To her horror, Piper lifted one shoulder a little defeatedly. She had never known her assistant to be at a loss for words, but there it was. She let Natalie stare, slack-jawed, before finally speaking. "We've met up a few times for different favors. He would write down all of his memories before you took them, like a book, in exchange for... a vial of specially brewed medicine."

"Medicine for what?"

"The same one I made for you. The one that smelled like pine needles."

It did not seem odd to her that Peter wanted a spell to promote relaxation. These sessions took a lot out of her, sure, but it took a lot more out of Peter, in all the literal sense.

"Why do you want him to write down all of his memories? The whole point is to erase them and destroy evidence. Why make more work?"

Piper gestured as though the cabinets were in the compartment with them. "Wouldn't you want to keep it, for memory's sake? Miss Memory Keeper."

Natalie shook her head and turned toward the window. But her assistant was not completely wrong. Still, did she want to keep Peter's old memories if she hoped to make new ones with him?

The train clonked and hissed into Coldton's station two hours later, with a total of four hours' travel from Cape Colette. The women stretched on their way off the train and onto the platform, Piper's hair still quite in a disarray. People stared at them as they passed, whispering. Yes, they were the witch and mind weaver summoned to Cape Colette. Was it so unheard of? She was a mind weaver, after all.

Natalie could already hear what people hissed over the dinner table, in the bar, over books, shushed by the librarian, or even now.

"...yes, that is the mind weaver Colette came to visit."

"More like spy on."

"I hear her assistant betrayed her to the queen..."

"...best or the worst are summoned to the castle."

"...was seen outside the Sheinfeld residence."
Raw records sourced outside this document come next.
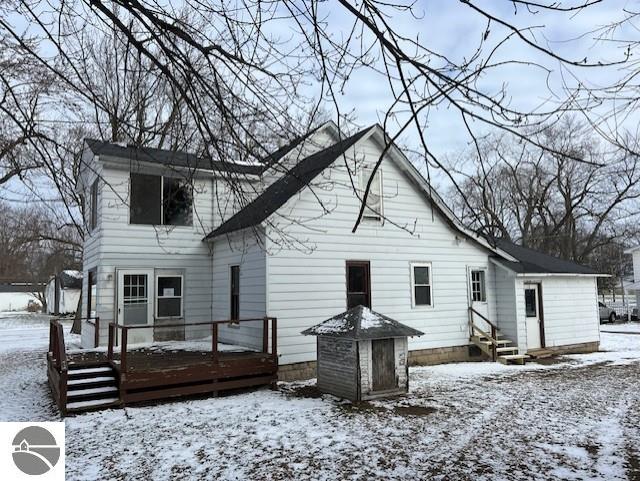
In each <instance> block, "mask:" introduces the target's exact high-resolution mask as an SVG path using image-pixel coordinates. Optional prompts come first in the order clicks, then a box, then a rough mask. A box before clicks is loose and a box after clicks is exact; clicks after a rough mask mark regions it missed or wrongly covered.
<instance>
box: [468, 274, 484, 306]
mask: <svg viewBox="0 0 640 481" xmlns="http://www.w3.org/2000/svg"><path fill="white" fill-rule="evenodd" d="M485 275H486V273H485V271H484V270H480V269H478V270H472V271H471V300H472V301H473V302H487V291H486V287H485Z"/></svg>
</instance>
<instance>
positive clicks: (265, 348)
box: [262, 317, 269, 354]
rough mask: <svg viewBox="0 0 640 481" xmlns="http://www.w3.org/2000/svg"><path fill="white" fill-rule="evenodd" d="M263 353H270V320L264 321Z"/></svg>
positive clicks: (262, 335)
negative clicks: (269, 334)
mask: <svg viewBox="0 0 640 481" xmlns="http://www.w3.org/2000/svg"><path fill="white" fill-rule="evenodd" d="M262 352H264V353H265V354H266V353H267V352H269V318H268V317H264V318H263V319H262Z"/></svg>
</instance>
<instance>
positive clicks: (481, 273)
mask: <svg viewBox="0 0 640 481" xmlns="http://www.w3.org/2000/svg"><path fill="white" fill-rule="evenodd" d="M467 281H468V284H467V292H468V296H469V305H470V306H471V307H473V309H474V310H475V311H476V312H479V313H480V314H482V315H483V316H484V317H486V318H487V319H489V320H490V321H491V322H493V323H494V324H495V323H496V322H495V321H496V320H495V319H491V318H490V317H489V304H488V302H487V268H486V267H467ZM474 319H475V320H476V321H479V319H478V316H475V317H474ZM485 327H486V326H485Z"/></svg>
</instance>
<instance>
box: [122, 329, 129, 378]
mask: <svg viewBox="0 0 640 481" xmlns="http://www.w3.org/2000/svg"><path fill="white" fill-rule="evenodd" d="M127 331H128V329H127V327H126V326H122V345H121V346H120V371H121V372H122V376H124V375H125V374H126V372H127V333H128V332H127Z"/></svg>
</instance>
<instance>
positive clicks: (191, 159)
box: [85, 139, 263, 175]
mask: <svg viewBox="0 0 640 481" xmlns="http://www.w3.org/2000/svg"><path fill="white" fill-rule="evenodd" d="M85 142H86V144H87V146H88V147H89V149H91V152H93V153H94V154H95V155H103V156H108V157H117V158H121V159H127V160H133V161H138V162H151V163H154V164H162V165H168V166H172V167H186V168H190V169H205V170H214V171H218V172H235V173H238V174H254V175H259V174H260V173H261V172H262V171H263V166H261V165H246V164H232V163H229V162H219V161H211V160H209V159H204V158H202V157H198V156H197V155H195V154H190V153H188V152H181V151H171V150H166V149H156V148H152V147H139V146H135V145H127V146H123V145H119V144H114V143H112V142H105V141H102V140H95V139H85Z"/></svg>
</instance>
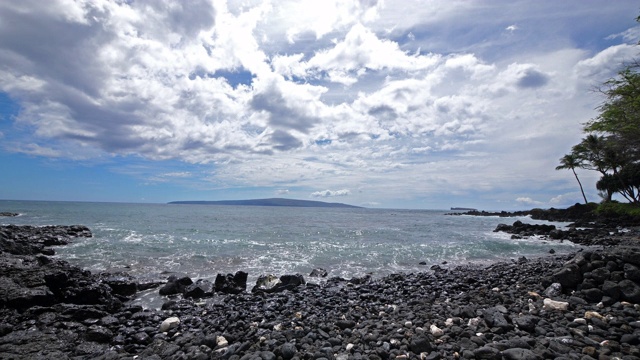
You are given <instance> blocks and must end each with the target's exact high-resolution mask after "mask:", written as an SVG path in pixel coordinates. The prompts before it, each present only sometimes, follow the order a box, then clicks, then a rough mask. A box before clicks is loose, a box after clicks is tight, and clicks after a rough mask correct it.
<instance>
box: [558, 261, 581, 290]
mask: <svg viewBox="0 0 640 360" xmlns="http://www.w3.org/2000/svg"><path fill="white" fill-rule="evenodd" d="M553 281H554V282H557V283H560V285H562V287H563V288H567V289H568V288H576V286H578V284H580V283H581V282H582V273H581V272H580V267H579V266H578V265H577V264H575V263H572V264H568V265H567V266H565V267H564V268H562V269H561V270H559V271H557V272H555V273H554V274H553Z"/></svg>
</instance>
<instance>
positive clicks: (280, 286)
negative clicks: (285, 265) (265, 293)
mask: <svg viewBox="0 0 640 360" xmlns="http://www.w3.org/2000/svg"><path fill="white" fill-rule="evenodd" d="M305 283H306V282H305V280H304V278H303V277H302V275H300V274H296V275H282V276H281V277H280V278H277V277H275V276H274V275H266V276H260V277H259V278H258V280H257V281H256V285H255V286H254V287H253V289H251V292H252V293H258V292H263V293H277V292H282V291H284V290H292V289H294V288H296V287H298V286H300V285H304V284H305Z"/></svg>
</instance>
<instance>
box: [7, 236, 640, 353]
mask: <svg viewBox="0 0 640 360" xmlns="http://www.w3.org/2000/svg"><path fill="white" fill-rule="evenodd" d="M16 228H18V227H14V229H12V230H11V229H10V230H11V231H13V233H17V232H19V229H16ZM85 229H86V228H83V227H76V228H74V230H73V231H74V232H69V231H70V230H71V227H49V228H48V231H45V232H42V233H40V234H36V235H37V236H31V237H29V236H27V237H26V241H14V243H18V245H23V246H22V247H19V246H18V247H16V246H14V247H13V248H12V249H13V251H14V252H16V250H15V249H16V248H17V249H18V252H20V251H22V252H23V254H10V253H9V251H7V249H8V248H7V246H6V242H5V241H4V240H3V249H2V250H3V251H2V253H1V254H0V259H2V262H1V264H2V274H3V276H0V279H1V281H2V282H3V283H2V285H3V286H2V290H0V291H1V292H2V300H1V301H2V304H1V306H0V324H2V325H0V359H21V358H44V359H49V358H50V359H53V358H56V359H65V358H87V359H89V358H102V359H131V358H133V356H136V355H137V356H139V357H138V358H147V357H150V358H155V359H157V358H160V359H171V358H175V359H178V358H195V359H210V358H222V359H235V360H238V359H252V358H260V359H265V360H266V359H274V360H277V359H280V358H281V359H283V360H289V359H320V358H326V359H340V360H344V359H351V358H354V359H378V358H379V359H387V358H389V359H390V358H396V359H405V358H424V359H440V358H456V357H462V358H480V359H485V358H486V359H501V358H504V359H520V358H531V359H535V358H549V357H556V358H559V357H563V356H564V357H566V358H574V357H576V356H579V358H585V356H589V357H590V358H594V359H597V358H613V357H623V356H624V357H625V358H629V359H632V358H634V357H635V358H638V357H640V350H639V349H638V346H639V345H640V322H639V321H638V320H640V306H639V305H637V304H638V303H640V298H636V297H634V296H635V295H634V292H633V290H634V289H636V290H637V293H638V296H640V285H638V281H640V277H638V278H637V280H631V279H630V278H633V279H636V277H635V276H637V274H638V273H636V272H634V271H635V270H634V268H635V269H636V270H637V268H638V267H639V266H640V264H639V263H638V261H640V249H639V248H638V247H637V246H631V247H624V248H622V247H620V248H618V247H615V248H614V247H611V246H609V247H607V248H603V249H589V250H586V251H579V252H577V253H575V254H573V255H562V256H559V255H558V256H556V255H549V256H544V257H541V258H536V259H525V258H521V259H518V260H517V261H511V262H509V261H506V262H496V263H493V264H490V265H487V266H484V267H478V266H473V267H465V266H459V267H456V268H453V269H445V268H442V267H439V266H438V267H433V268H432V270H430V271H427V269H426V268H425V271H424V272H418V273H404V274H392V275H388V276H385V277H383V278H378V279H371V278H367V277H364V278H356V279H352V280H350V281H347V280H344V279H340V278H331V279H328V280H326V282H325V283H324V284H322V285H317V284H312V283H308V282H306V281H304V280H303V281H302V282H298V283H289V285H291V286H285V287H284V288H282V289H281V291H273V292H269V291H257V292H246V291H245V292H240V293H227V292H232V291H229V288H228V289H227V292H224V293H223V292H221V291H213V292H212V296H211V297H196V298H192V299H188V298H187V299H185V298H181V297H180V296H177V297H175V299H174V300H170V301H167V302H165V304H164V305H163V308H162V309H161V310H149V309H143V308H142V307H141V306H137V305H132V304H131V303H129V302H128V299H129V298H130V297H131V294H132V293H133V294H135V292H136V291H138V290H139V287H140V286H149V287H153V286H156V287H159V286H162V287H165V286H167V285H168V283H164V284H137V283H136V280H135V279H132V278H130V277H127V275H126V274H109V276H106V277H105V276H101V275H94V274H90V273H89V272H88V271H83V270H82V269H79V268H76V267H73V266H71V265H70V264H68V263H67V262H65V261H61V260H58V259H53V258H51V257H50V256H48V255H45V254H43V253H42V251H45V252H49V253H50V251H51V246H63V245H64V242H65V241H68V240H69V239H71V238H73V237H74V236H76V235H77V234H84V235H83V236H88V235H90V231H89V233H88V234H87V233H86V230H88V229H86V230H85ZM0 231H2V233H0V236H2V237H4V239H6V238H7V237H8V236H9V234H8V233H7V229H6V227H2V229H1V230H0ZM61 231H63V232H64V231H67V233H66V234H67V235H65V236H66V238H65V236H63V235H62V234H61V233H60V232H61ZM636 236H637V235H632V236H631V238H632V239H635V240H636V241H637V237H636ZM621 237H623V236H621ZM632 241H633V240H632ZM45 244H48V245H45ZM630 244H633V242H631V243H630ZM14 245H15V244H14ZM29 251H31V252H32V253H29ZM605 270H606V271H605ZM607 271H608V274H607ZM638 272H640V271H638ZM61 274H66V275H61ZM578 274H579V275H578ZM594 274H598V275H597V276H594ZM612 274H613V275H612ZM605 275H606V276H605ZM11 276H12V277H11ZM230 276H231V279H233V275H231V274H229V275H223V278H226V279H229V277H230ZM294 277H295V276H294ZM604 277H606V280H605V279H604ZM594 279H597V281H596V280H594ZM9 280H10V281H9ZM176 280H178V279H176ZM240 280H241V279H240ZM289 280H293V278H291V279H289ZM625 280H629V281H630V282H631V283H633V284H629V281H627V282H624V281H625ZM20 281H22V282H23V283H22V284H20ZM616 281H617V282H616ZM11 282H13V284H12V283H11ZM622 282H624V283H622ZM27 283H28V284H27ZM216 283H217V281H216ZM553 283H559V284H561V290H560V291H558V288H557V286H556V287H554V286H552V285H551V284H553ZM621 283H622V284H623V285H624V286H626V287H628V288H629V289H627V288H626V287H624V286H620V284H621ZM25 284H27V285H29V286H31V287H29V286H22V285H25ZM132 284H133V285H132ZM221 284H222V283H221ZM240 284H241V281H240ZM612 284H613V285H612ZM616 284H617V286H614V285H616ZM8 285H15V286H14V288H13V290H15V293H14V294H13V295H15V296H17V297H16V298H14V301H6V299H7V296H8V293H9V291H10V290H12V287H11V286H8ZM227 285H229V286H231V287H232V286H233V285H234V283H233V282H228V283H227ZM236 285H238V284H237V283H236ZM633 285H635V288H634V287H633ZM16 286H17V287H16ZM21 286H22V287H21ZM134 287H135V288H134ZM25 289H27V290H29V291H27V292H25ZM221 289H222V286H221ZM627 293H628V294H627ZM9 295H10V294H9ZM627 296H630V298H627ZM15 299H18V300H19V301H16V300H15ZM27 299H30V300H29V301H31V302H32V303H29V302H28V301H26V300H27ZM545 299H549V300H556V301H560V304H561V305H557V306H559V307H560V308H561V309H557V310H555V309H552V308H550V307H549V306H546V305H545V302H548V300H545ZM629 299H633V300H634V303H635V304H632V303H630V302H629V301H628V300H629ZM27 305H28V306H27ZM565 306H566V309H564V307H565ZM562 309H564V310H562ZM596 314H597V315H596ZM175 318H177V320H176V319H175ZM631 319H634V320H633V321H630V320H631ZM161 330H164V331H161ZM587 359H588V358H587Z"/></svg>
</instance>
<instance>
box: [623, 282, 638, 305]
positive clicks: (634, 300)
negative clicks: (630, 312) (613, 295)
mask: <svg viewBox="0 0 640 360" xmlns="http://www.w3.org/2000/svg"><path fill="white" fill-rule="evenodd" d="M618 286H620V298H621V299H622V300H626V301H628V302H630V303H634V304H640V286H638V284H636V283H635V282H634V281H631V280H628V279H625V280H622V281H620V282H619V283H618Z"/></svg>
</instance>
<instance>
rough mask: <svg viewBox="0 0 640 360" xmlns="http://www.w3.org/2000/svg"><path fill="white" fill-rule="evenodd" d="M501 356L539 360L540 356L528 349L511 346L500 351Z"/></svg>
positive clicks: (520, 358) (513, 359)
mask: <svg viewBox="0 0 640 360" xmlns="http://www.w3.org/2000/svg"><path fill="white" fill-rule="evenodd" d="M502 357H503V358H504V359H506V360H541V359H542V357H540V356H538V355H536V353H534V352H533V351H531V350H529V349H521V348H513V349H507V350H504V351H503V352H502Z"/></svg>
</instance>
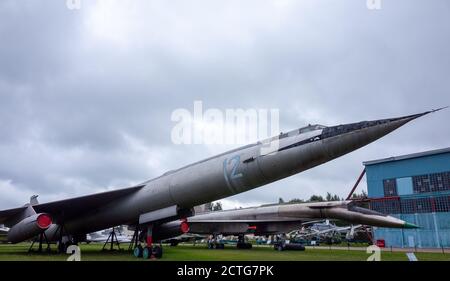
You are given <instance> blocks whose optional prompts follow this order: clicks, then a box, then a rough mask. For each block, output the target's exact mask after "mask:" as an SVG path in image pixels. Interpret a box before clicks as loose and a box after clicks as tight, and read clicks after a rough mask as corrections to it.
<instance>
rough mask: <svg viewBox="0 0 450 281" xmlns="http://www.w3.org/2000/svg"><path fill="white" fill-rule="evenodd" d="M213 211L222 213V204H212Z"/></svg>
mask: <svg viewBox="0 0 450 281" xmlns="http://www.w3.org/2000/svg"><path fill="white" fill-rule="evenodd" d="M213 211H222V203H220V201H219V202H217V203H216V204H214V203H213Z"/></svg>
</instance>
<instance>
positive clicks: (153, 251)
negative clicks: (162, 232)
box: [152, 246, 162, 259]
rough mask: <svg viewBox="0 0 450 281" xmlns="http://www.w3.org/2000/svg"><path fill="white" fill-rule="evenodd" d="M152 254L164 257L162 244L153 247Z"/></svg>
mask: <svg viewBox="0 0 450 281" xmlns="http://www.w3.org/2000/svg"><path fill="white" fill-rule="evenodd" d="M152 254H153V256H154V257H155V258H157V259H160V258H162V248H161V247H160V246H155V247H153V249H152Z"/></svg>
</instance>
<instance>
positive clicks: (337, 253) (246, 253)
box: [0, 243, 450, 261]
mask: <svg viewBox="0 0 450 281" xmlns="http://www.w3.org/2000/svg"><path fill="white" fill-rule="evenodd" d="M29 246H30V244H28V243H21V244H16V245H9V244H3V245H2V244H0V261H6V260H9V261H14V260H19V261H22V260H26V261H42V260H50V261H53V260H55V261H57V260H59V261H64V260H66V259H67V257H68V256H69V255H67V254H56V253H52V254H46V253H42V254H38V253H28V252H27V251H28V248H29ZM102 246H103V245H102V244H89V245H86V244H81V260H84V261H92V260H94V261H144V260H143V259H139V258H135V257H134V256H133V255H132V253H131V252H128V251H126V250H123V251H113V252H108V251H104V252H103V251H101V249H102ZM121 247H122V248H123V249H128V245H127V244H123V245H121ZM53 248H55V246H54V245H53ZM368 256H369V254H367V253H366V252H365V251H347V250H328V249H307V250H306V251H283V252H278V251H275V250H273V248H272V247H269V246H255V247H254V248H253V249H251V250H238V249H236V248H235V247H233V246H231V245H227V246H226V248H225V249H223V250H209V249H207V248H206V246H205V245H196V246H193V245H183V244H181V245H178V246H177V247H170V246H164V255H163V258H162V259H161V261H364V260H366V259H367V257H368ZM416 256H417V258H418V260H419V261H420V260H424V261H425V260H428V261H429V260H431V261H433V260H445V261H450V254H442V253H416ZM381 260H384V261H407V257H406V254H405V253H400V252H393V253H390V252H382V253H381Z"/></svg>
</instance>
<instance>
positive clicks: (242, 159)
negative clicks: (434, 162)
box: [48, 118, 411, 235]
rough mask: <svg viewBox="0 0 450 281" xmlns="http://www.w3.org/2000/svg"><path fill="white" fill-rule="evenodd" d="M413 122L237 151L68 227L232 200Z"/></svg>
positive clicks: (366, 128)
mask: <svg viewBox="0 0 450 281" xmlns="http://www.w3.org/2000/svg"><path fill="white" fill-rule="evenodd" d="M410 120H411V118H404V119H399V120H396V121H392V122H386V123H384V124H379V125H376V126H371V127H365V128H362V129H358V130H354V131H351V132H347V133H344V134H338V135H335V136H331V137H327V138H325V139H319V140H315V141H311V142H308V143H305V144H302V145H298V146H296V145H295V144H296V143H302V142H304V136H303V135H302V134H293V136H288V137H287V138H284V139H280V140H279V148H280V149H279V150H278V151H277V152H275V153H270V154H262V153H261V148H262V147H263V144H262V143H258V144H255V145H251V146H246V147H243V148H242V149H236V150H233V151H231V152H228V153H224V154H222V155H219V156H217V157H213V158H210V159H207V160H204V161H200V162H197V163H194V164H191V165H189V166H186V167H184V168H181V169H179V170H176V171H173V172H169V173H166V174H165V175H163V176H161V177H159V178H156V179H154V180H151V181H148V182H147V183H146V186H145V187H143V188H142V189H140V190H139V191H137V192H135V193H133V194H130V195H127V196H126V197H124V198H121V199H118V200H115V201H113V202H111V203H109V204H108V205H106V206H104V207H102V208H99V209H97V210H94V211H92V212H90V213H87V214H86V215H85V216H83V217H80V218H77V219H75V220H72V221H68V222H66V223H65V228H66V229H67V231H68V232H69V233H89V232H94V231H97V230H101V229H104V228H108V227H112V226H115V225H119V224H126V223H136V222H137V220H138V217H139V215H140V214H142V213H146V212H150V211H153V210H157V209H160V208H165V207H169V206H173V205H177V206H180V207H184V208H192V207H193V206H196V205H200V204H203V203H207V202H211V201H214V200H218V199H221V198H225V197H228V196H232V195H235V194H238V193H241V192H244V191H247V190H250V189H253V188H256V187H259V186H262V185H265V184H268V183H271V182H274V181H277V180H279V179H282V178H285V177H288V176H291V175H294V174H297V173H299V172H302V171H304V170H307V169H309V168H312V167H314V166H317V165H319V164H322V163H325V162H327V161H330V160H332V159H334V158H337V157H339V156H341V155H343V154H346V153H348V152H351V151H353V150H355V149H357V148H360V147H362V146H364V145H366V144H368V143H370V142H373V141H375V140H376V139H378V138H380V137H382V136H384V135H386V134H388V133H389V132H391V131H393V130H395V129H396V128H398V127H400V126H402V125H403V124H405V123H407V122H408V121H410ZM283 147H288V149H283ZM49 231H50V230H49ZM48 235H50V234H48Z"/></svg>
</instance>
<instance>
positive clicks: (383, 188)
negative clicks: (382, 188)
mask: <svg viewBox="0 0 450 281" xmlns="http://www.w3.org/2000/svg"><path fill="white" fill-rule="evenodd" d="M383 189H384V196H388V197H389V196H397V181H396V179H387V180H383Z"/></svg>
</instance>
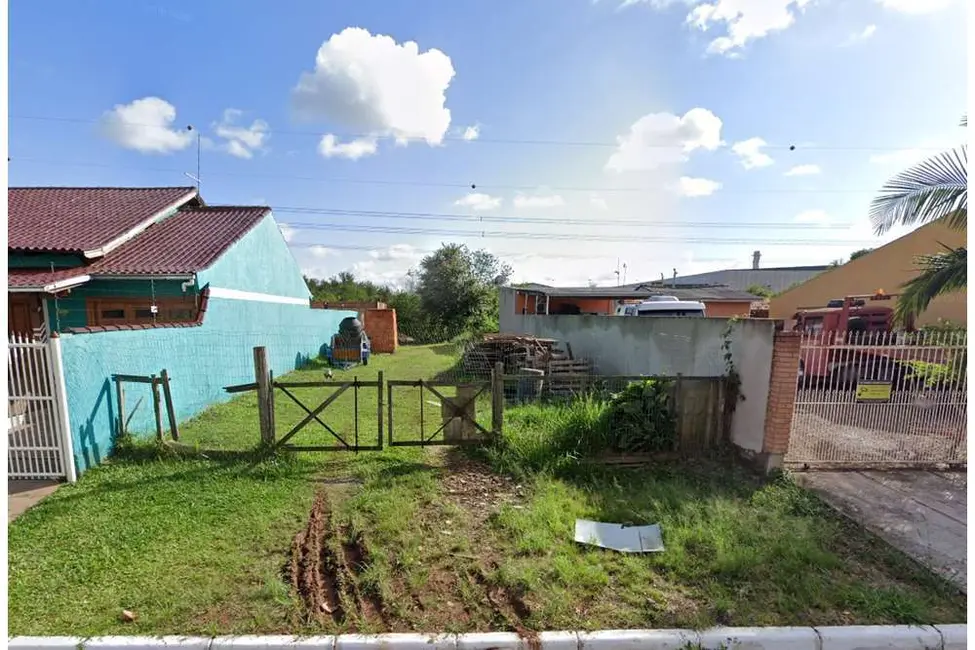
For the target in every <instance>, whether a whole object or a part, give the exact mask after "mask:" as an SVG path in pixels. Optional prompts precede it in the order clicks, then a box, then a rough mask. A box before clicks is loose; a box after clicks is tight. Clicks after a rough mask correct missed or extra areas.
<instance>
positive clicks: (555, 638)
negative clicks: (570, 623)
mask: <svg viewBox="0 0 975 650" xmlns="http://www.w3.org/2000/svg"><path fill="white" fill-rule="evenodd" d="M538 640H539V641H540V642H541V645H542V650H578V649H579V647H580V646H579V635H578V634H577V633H575V632H542V633H540V634H539V635H538Z"/></svg>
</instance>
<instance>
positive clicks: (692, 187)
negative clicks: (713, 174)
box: [678, 176, 721, 197]
mask: <svg viewBox="0 0 975 650" xmlns="http://www.w3.org/2000/svg"><path fill="white" fill-rule="evenodd" d="M678 189H679V190H680V193H681V195H682V196H687V197H695V196H710V195H712V194H714V193H715V192H717V191H718V190H719V189H721V183H719V182H717V181H712V180H710V179H707V178H691V177H690V176H681V178H680V184H679V186H678Z"/></svg>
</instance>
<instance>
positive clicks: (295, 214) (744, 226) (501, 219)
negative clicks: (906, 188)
mask: <svg viewBox="0 0 975 650" xmlns="http://www.w3.org/2000/svg"><path fill="white" fill-rule="evenodd" d="M272 209H273V211H274V213H275V214H278V215H281V214H294V215H322V216H338V217H360V218H365V219H409V220H411V221H412V220H417V221H460V222H465V223H525V224H558V225H560V226H627V227H632V228H700V227H707V228H775V229H779V230H845V229H847V228H849V227H851V226H852V225H853V224H850V223H843V224H823V225H817V224H808V223H784V222H775V221H763V222H741V223H734V222H729V221H727V220H725V221H648V220H640V219H614V218H608V219H602V218H600V219H571V218H559V217H517V216H497V215H483V216H481V215H465V214H456V213H441V212H398V211H385V210H343V209H338V208H289V207H272ZM287 224H288V225H289V226H292V227H294V228H308V227H314V226H315V223H313V222H296V221H288V222H287Z"/></svg>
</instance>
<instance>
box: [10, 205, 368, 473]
mask: <svg viewBox="0 0 975 650" xmlns="http://www.w3.org/2000/svg"><path fill="white" fill-rule="evenodd" d="M8 214H9V217H8V242H9V243H8V251H7V252H8V280H7V300H8V307H9V309H10V312H9V314H10V316H9V318H8V325H7V328H8V335H10V336H11V337H14V338H16V339H17V340H24V339H31V340H45V339H47V337H48V336H53V337H55V338H57V339H58V350H59V352H58V353H59V354H60V355H61V359H60V365H61V366H63V369H64V380H65V389H64V390H65V401H66V403H67V407H66V408H65V409H64V410H65V411H66V412H65V413H64V417H63V418H62V419H64V420H67V426H66V427H65V428H66V430H67V431H68V432H69V433H70V435H69V436H68V438H69V439H70V440H69V443H70V446H71V447H72V453H71V454H70V455H71V456H73V462H74V464H75V466H76V468H77V469H78V470H84V469H85V468H87V467H90V466H93V465H96V464H98V463H99V462H101V460H102V459H103V458H104V457H105V456H106V454H108V453H109V452H110V450H111V448H112V444H113V438H114V436H115V434H116V432H117V431H118V429H119V423H118V417H117V414H118V404H117V403H115V402H117V399H113V398H114V397H115V388H114V382H113V380H112V377H113V376H114V375H142V376H148V375H158V374H159V373H160V372H161V370H162V369H163V368H165V369H166V370H167V372H168V374H169V375H170V376H171V377H172V378H173V379H172V382H171V383H172V390H173V402H174V406H175V410H176V414H177V417H178V419H186V418H188V417H192V416H194V415H196V414H198V413H199V412H200V411H202V410H203V409H205V408H206V407H208V406H210V405H211V404H213V403H214V402H216V401H220V400H222V399H227V396H226V394H225V392H224V391H223V390H222V387H223V386H227V385H230V384H233V383H244V382H247V381H253V362H252V359H253V347H255V346H265V347H267V349H268V353H269V356H270V362H271V365H272V370H273V371H274V372H275V373H276V374H278V375H280V374H283V373H285V372H288V371H290V370H293V369H294V368H295V367H296V366H297V365H300V364H301V363H302V361H303V360H307V359H308V358H311V357H316V356H318V355H319V354H320V352H321V351H322V349H323V346H325V345H326V344H327V342H328V341H329V340H330V339H331V336H332V334H334V333H336V332H337V330H338V323H339V322H340V321H341V319H342V318H345V317H347V316H351V315H355V312H353V311H339V310H325V309H313V308H312V306H311V304H310V294H309V291H308V288H307V286H306V284H305V281H304V278H303V276H302V272H301V269H300V268H299V267H298V264H297V262H296V261H295V259H294V257H293V256H292V255H291V252H290V250H289V249H288V245H287V242H286V241H285V239H284V237H283V235H282V234H281V232H280V230H279V228H278V226H277V224H276V223H275V220H274V216H273V214H272V212H271V209H270V208H269V207H267V206H226V205H221V206H218V205H208V204H207V203H206V202H205V201H204V200H203V198H202V197H201V196H200V193H199V191H198V190H197V189H196V188H193V187H138V188H133V187H76V188H70V187H15V188H10V190H9V191H8ZM14 338H12V339H11V340H14ZM11 345H13V343H11ZM128 417H132V418H133V419H132V421H131V422H130V424H129V427H128V429H129V430H130V431H135V432H140V431H141V432H145V433H149V432H151V430H152V429H153V427H154V419H153V408H152V407H151V406H146V407H144V408H142V409H141V411H139V412H136V413H132V414H130V415H127V418H128ZM38 426H41V425H38ZM8 465H9V463H8Z"/></svg>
Did she imagine the last whisper? But suddenly, everyone fell away, as one familiar face appeared in the jostle of elbows and blurred, gawking faces. It was as though Natalie could part the wave of people simply by rushing forward, for they stepped out of her way, making a perfect path straight to the man who stood, hands in his pockets, a little smile on his face.

She rushed toward him and threw her arms out, only to stumble into nothing. She toppled over her own shoes and fell onto the platform, suitcase skittering out of her hold, stopping at the base of a pole, the gas lamp above swinging in the impact, the little flame fluttering around like a fiery butterfly.

It was as though curtains in her mind had fluttered, revealing glimpses from the other side. A crown of lilies. A hand around hers, spinning her under a canopy of trees. Words whispered in her ear, "Dream of dancing with me..."

The mind weaver sat up and looked around for Mr. Sheinfeld, but he was not there. Not anywhere at all. It was as if she had simply conjured him up, like so many other things. People stood around, nobody bothering to help her up, just staring mindlessly, like she was a somewhat amusing street performer, until Piper shoved through them, much to their protests, cupping their shoulders and glaring at her.

She marched over to Natalie and yanked her up, dusting the old snow from her coat sleeves. Then she turned toward the gaping crowd. "Nothing to see here, block heads."

Though nobody except for a few moved on from the spectacle, Piper turned to Natalie. "Are you okay?"

But the mind weaver's wide blue eyes stared past her friend, moving from face to deadpan face, until they blurred, but none of them were Peter. The train's horn blared, and more people scampered away. Natalie Gorman turned and searched, trying not to let herself feel like a doll breaking at the seams.